Level 1 (tropopause) is the coldest point in the profile. Level 0 (stratosphere) is 12K warmer globally, and 23K warmer in the tropics, due to ozone heating. This means:
- Temperature increases with height between levels 0 and 1 (opposite to the rest of the column)
- The physics governing levels 0-1 (stratospheric dynamics, ozone chemistry) is fundamentally different from levels 2-7 (tropospheric convection, radiation)
- The model must learn this transition without any explicit indication of which regime each level belongs to

---

## Finding 8: Signal is overwhelmingly spatial, not temporal

For all variables, the temporal variance of the global-mean 6h residual is less than 1% of the spatial variance of residuals:

| Variable | Temporal/Spatial Variance Ratio |
| ---------------------- | ------------------------------- |
| air_temperature_0 | 0.0048 |
| specific_total_water_0 | 0.0016 |
| eastward_wind_0 | 0.0049 |
| northward_wind_3 | 0.0001 |

This means the global-mean state is nearly persistent from timestep to timestep.
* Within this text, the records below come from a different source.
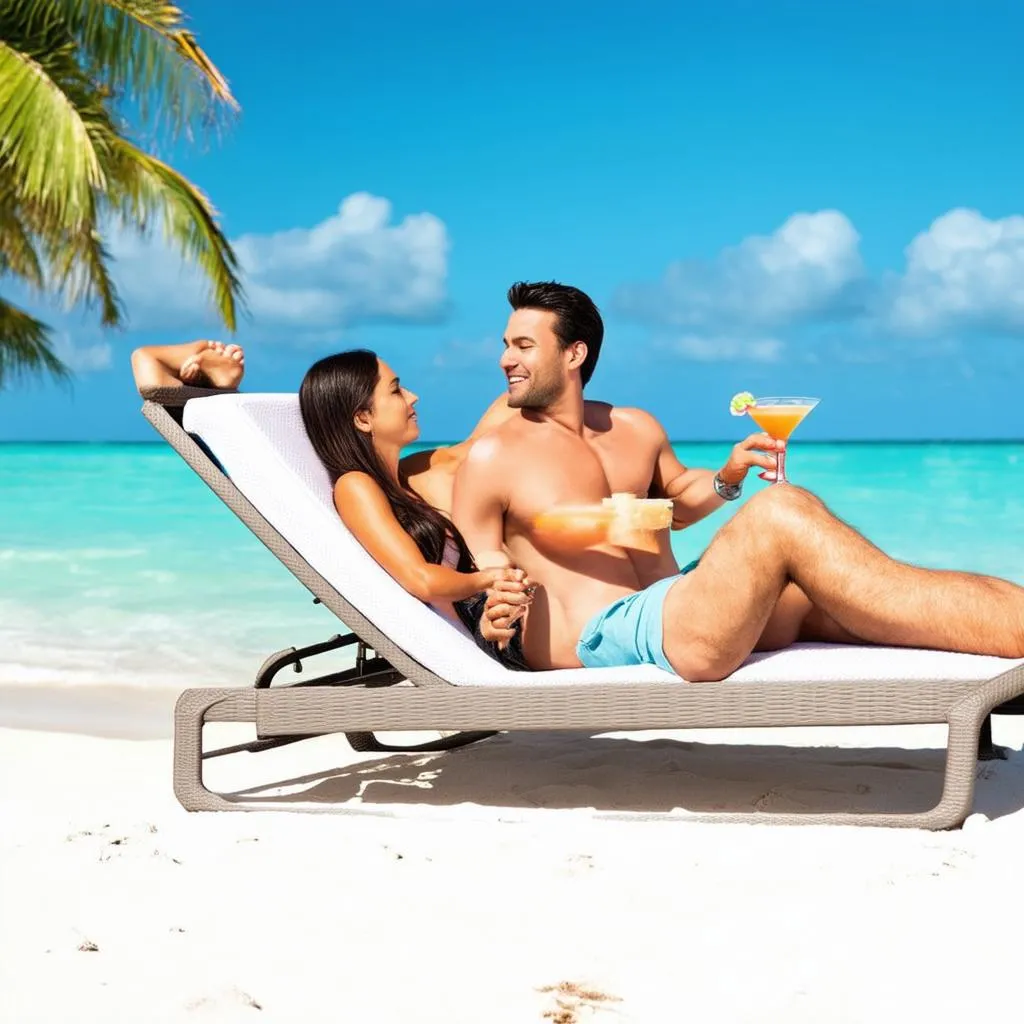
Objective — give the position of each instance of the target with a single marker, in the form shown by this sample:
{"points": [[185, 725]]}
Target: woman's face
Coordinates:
{"points": [[392, 419]]}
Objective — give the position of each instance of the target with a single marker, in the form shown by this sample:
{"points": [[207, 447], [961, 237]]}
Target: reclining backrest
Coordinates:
{"points": [[261, 443]]}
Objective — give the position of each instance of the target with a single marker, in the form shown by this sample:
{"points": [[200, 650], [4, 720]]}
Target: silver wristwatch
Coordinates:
{"points": [[727, 492]]}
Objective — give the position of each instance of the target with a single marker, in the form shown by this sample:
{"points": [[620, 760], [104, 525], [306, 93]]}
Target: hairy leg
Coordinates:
{"points": [[796, 617], [717, 614]]}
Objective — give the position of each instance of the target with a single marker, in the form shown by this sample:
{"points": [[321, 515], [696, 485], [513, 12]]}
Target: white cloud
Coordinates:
{"points": [[966, 271], [352, 266], [808, 268], [705, 349], [84, 359]]}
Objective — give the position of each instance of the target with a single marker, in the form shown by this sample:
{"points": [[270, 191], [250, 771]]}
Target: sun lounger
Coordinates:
{"points": [[254, 454]]}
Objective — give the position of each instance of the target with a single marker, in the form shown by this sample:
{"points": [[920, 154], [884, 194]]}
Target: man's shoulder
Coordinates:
{"points": [[627, 418], [496, 444]]}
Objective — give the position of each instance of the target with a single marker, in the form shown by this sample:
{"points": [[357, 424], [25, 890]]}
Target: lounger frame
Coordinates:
{"points": [[364, 699]]}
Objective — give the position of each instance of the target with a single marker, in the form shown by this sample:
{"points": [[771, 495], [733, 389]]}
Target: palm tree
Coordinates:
{"points": [[71, 71]]}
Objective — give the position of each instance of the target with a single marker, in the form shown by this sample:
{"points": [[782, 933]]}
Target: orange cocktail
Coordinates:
{"points": [[777, 421], [777, 417]]}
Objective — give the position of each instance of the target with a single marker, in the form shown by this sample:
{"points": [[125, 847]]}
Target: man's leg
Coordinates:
{"points": [[715, 615], [796, 617]]}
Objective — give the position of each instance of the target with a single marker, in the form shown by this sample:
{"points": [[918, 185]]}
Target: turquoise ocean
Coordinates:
{"points": [[120, 568]]}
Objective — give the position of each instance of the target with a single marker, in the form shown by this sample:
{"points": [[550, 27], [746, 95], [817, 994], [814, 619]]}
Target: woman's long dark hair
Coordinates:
{"points": [[332, 392]]}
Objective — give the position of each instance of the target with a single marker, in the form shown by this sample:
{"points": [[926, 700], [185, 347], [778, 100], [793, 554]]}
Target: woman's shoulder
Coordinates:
{"points": [[355, 483]]}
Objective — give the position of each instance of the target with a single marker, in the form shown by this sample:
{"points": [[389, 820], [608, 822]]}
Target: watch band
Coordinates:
{"points": [[727, 492]]}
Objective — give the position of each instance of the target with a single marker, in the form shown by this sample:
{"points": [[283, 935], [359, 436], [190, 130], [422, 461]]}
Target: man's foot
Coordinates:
{"points": [[215, 365]]}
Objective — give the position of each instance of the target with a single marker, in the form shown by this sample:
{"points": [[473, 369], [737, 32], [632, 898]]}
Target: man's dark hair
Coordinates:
{"points": [[577, 317]]}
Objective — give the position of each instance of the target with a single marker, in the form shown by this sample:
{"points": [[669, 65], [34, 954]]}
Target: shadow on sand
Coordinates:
{"points": [[624, 773]]}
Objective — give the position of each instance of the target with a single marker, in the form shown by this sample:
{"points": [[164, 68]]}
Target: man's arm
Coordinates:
{"points": [[479, 501], [692, 491]]}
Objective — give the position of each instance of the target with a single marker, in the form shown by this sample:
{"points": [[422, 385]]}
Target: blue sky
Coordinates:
{"points": [[781, 198]]}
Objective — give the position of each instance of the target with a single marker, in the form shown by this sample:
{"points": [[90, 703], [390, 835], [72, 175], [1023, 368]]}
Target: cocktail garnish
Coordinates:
{"points": [[740, 402]]}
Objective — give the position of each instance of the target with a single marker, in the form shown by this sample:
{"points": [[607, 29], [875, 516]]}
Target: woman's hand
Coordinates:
{"points": [[508, 599]]}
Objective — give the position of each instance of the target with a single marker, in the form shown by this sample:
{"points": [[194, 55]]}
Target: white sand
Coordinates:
{"points": [[492, 881]]}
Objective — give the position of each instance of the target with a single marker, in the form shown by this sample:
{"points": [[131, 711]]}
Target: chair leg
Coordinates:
{"points": [[367, 742], [987, 751], [189, 714]]}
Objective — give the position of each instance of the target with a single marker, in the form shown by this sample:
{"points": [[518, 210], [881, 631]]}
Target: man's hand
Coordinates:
{"points": [[507, 602], [750, 453]]}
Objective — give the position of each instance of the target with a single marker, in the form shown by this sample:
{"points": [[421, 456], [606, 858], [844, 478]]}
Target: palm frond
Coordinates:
{"points": [[17, 250], [25, 347], [45, 143], [141, 49], [152, 188]]}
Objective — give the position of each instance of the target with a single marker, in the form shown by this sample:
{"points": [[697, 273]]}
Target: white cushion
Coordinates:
{"points": [[262, 445]]}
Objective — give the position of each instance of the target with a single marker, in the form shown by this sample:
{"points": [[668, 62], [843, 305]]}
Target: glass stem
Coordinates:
{"points": [[780, 467]]}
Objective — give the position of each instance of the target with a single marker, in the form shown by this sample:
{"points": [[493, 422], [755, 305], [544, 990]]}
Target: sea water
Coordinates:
{"points": [[118, 565]]}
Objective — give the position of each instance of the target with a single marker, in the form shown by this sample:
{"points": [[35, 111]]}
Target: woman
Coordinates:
{"points": [[358, 418]]}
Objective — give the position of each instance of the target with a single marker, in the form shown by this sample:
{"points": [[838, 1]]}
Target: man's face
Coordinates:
{"points": [[534, 361]]}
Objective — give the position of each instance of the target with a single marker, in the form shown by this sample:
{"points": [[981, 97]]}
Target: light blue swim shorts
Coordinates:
{"points": [[629, 631]]}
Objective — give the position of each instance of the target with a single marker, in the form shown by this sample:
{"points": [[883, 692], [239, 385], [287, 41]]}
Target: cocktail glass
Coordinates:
{"points": [[778, 417]]}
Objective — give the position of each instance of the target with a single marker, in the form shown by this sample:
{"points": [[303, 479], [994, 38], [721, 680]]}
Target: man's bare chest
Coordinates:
{"points": [[576, 471]]}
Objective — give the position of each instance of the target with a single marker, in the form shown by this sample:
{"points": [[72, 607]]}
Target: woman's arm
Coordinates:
{"points": [[366, 511], [160, 366]]}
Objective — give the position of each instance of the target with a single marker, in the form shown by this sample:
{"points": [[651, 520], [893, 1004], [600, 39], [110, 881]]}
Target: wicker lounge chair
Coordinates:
{"points": [[253, 453]]}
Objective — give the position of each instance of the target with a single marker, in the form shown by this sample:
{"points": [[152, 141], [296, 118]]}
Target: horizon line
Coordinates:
{"points": [[446, 443]]}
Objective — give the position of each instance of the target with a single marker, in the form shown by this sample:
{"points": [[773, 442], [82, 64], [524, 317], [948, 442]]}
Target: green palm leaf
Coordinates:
{"points": [[26, 347], [71, 74]]}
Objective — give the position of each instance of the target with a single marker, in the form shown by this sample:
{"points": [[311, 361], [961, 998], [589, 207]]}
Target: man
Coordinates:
{"points": [[782, 569]]}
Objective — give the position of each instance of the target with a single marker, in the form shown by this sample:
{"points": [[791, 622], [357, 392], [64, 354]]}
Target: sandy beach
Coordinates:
{"points": [[478, 885]]}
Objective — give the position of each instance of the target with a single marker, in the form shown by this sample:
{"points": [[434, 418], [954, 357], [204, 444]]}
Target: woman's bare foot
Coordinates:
{"points": [[214, 365]]}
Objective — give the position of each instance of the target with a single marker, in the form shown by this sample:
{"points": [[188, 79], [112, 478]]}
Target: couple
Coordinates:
{"points": [[782, 569], [458, 522]]}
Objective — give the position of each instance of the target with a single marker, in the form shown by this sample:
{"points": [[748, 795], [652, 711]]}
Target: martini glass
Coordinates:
{"points": [[778, 417]]}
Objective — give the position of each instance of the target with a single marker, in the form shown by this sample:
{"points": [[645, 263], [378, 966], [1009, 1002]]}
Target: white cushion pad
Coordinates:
{"points": [[262, 445]]}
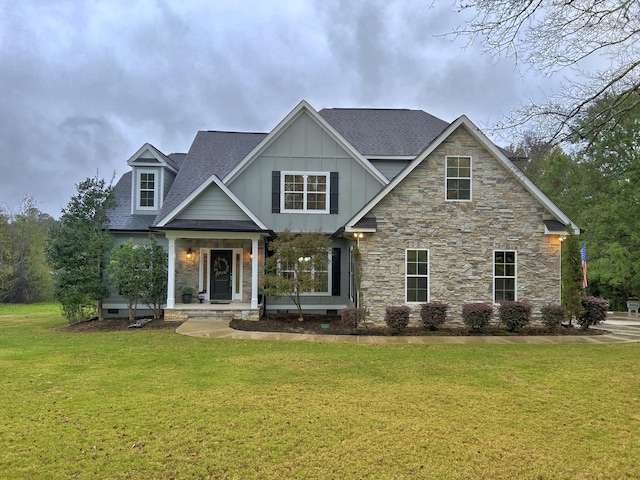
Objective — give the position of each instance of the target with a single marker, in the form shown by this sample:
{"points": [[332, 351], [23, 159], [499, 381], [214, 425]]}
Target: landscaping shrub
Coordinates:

Almost all of what the model learns is about *where* changes happen spatially, not how much the globally-averaged state changes. The spatially-varying part of the prediction dominates the loss.

---

## Finding 9: Long-term trends in training data

Over the 1979-2022 training period:

| Variable | Trend per decade | Interpretation |
| ---------------------- | ---------------- | -------------------------------------- |
| air_temperature_0 | -0.47 K | Stratospheric cooling |
| air_temperature_7 | +0.21 K | Surface-layer warming |
| TMP2m | +0.23 K | Surface warming |
| specific_total_water_0 | -0.61%/decade | Stratospheric drying |
| specific_total_water_7 | +0.37%/decade | Lower troposphere moistening |
| eastward_wind_0 | +3.6%/decade | Strengthening stratospheric westerlies |
| USWRFsfc | -0.64%/decade | Changing surface albedo/clouds |

The normalization statistics are computed from 1990-2019, but training data extends back to 1979 and forward to 2021. The non-stationarity means early and late training samples have systematically different distributions from the normalization baseline. The stratospheric cooling trend (-0.47 K/decade over 43 years = ~2K shift) is comparable to the residual std (0.54 K), meaning the trend is a significant source of variance for air_temperature_0.